Changing Face Of How We Use Technology2016.03.28
In a recent survey conducted by RED C for the Communications Regulator of Ireland a number of trends on how consumers are using technology were unveiled. In today’s blog we share three trends that stood out from this survey and discuss the impact the change in usage of technology is having on traditional means of texting, talking and watching TV and the revenues that service providers can accrue from the subscribers as a result.
From the survey it was noted that 84% of mobile phone users using social media and/or instant messaging do so at least several times a week. It’s interesting to note that of those using instant messaging 56% stated they were sending less traditional text messages and 12% stated they don’t send traditional text anymore. This is a key watch out for mobile phone service providers and the revenues they can expect to accrue from their subscribers. Could this be the early warning signs of the demise of traditional texting?
In its infancy Voice over Internet Protocol (VoIP) was used by a small group of early adopters but now SKYPE and similar platforms are enjoying a much wider user base. We know from the RED C/ComReg national survey that 39% of all consumers with a fixed broadband or mobile phone subscription have used VOIP several time per month or more often. Traditional voice calls have been impacted as a result with 9% stating they have stopped making traditional calls on landline and 4% stating they have stopped making traditional calls on mobile phone in favour of VOIP. Again further evidence of the changing face of how we are using technology.
OnDemand TV/Online subscriptions
More evidence of the change in usage of technology can be found when we consider how people choose to watch TV these days. With the increased use of catch up TV players and online subscription services such as Netflix, TV viewers are beginning to question the value of traditional paid TV subscriptions. In Dublin, 18% of households have a Netflix subscription and 3% have no standard TV subscription.

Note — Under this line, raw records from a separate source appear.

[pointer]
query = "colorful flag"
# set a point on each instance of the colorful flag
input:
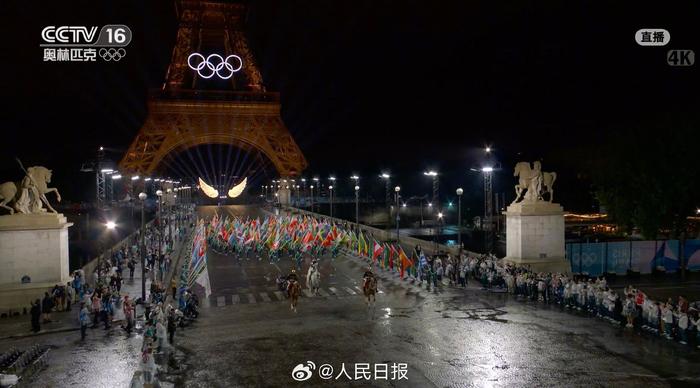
(378, 250)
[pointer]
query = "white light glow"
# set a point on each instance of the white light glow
(214, 64)
(208, 190)
(238, 189)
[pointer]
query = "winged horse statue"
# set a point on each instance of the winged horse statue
(534, 182)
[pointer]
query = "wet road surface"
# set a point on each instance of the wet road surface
(448, 338)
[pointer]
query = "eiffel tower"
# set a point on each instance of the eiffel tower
(191, 109)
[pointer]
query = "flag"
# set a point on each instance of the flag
(361, 245)
(392, 253)
(378, 250)
(404, 261)
(385, 259)
(203, 280)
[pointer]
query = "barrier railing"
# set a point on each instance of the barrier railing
(637, 256)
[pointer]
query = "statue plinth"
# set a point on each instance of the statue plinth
(33, 245)
(535, 236)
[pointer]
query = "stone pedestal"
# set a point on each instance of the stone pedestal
(285, 196)
(535, 236)
(35, 245)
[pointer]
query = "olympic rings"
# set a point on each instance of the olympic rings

Looking at the common themes across these trends it is obvious that consumers are being offered more choice by the development of technology. This increased choice is putting more power in the hands of the consumer and perhaps less power with the service providers. Often the technology on offer is free or available for a small monthly subscription charge and offers its users an enhanced experience relative to how they were previously accessing their service. It’s likely an evolving story and one we in RED C will be keeping a close eye on in the future.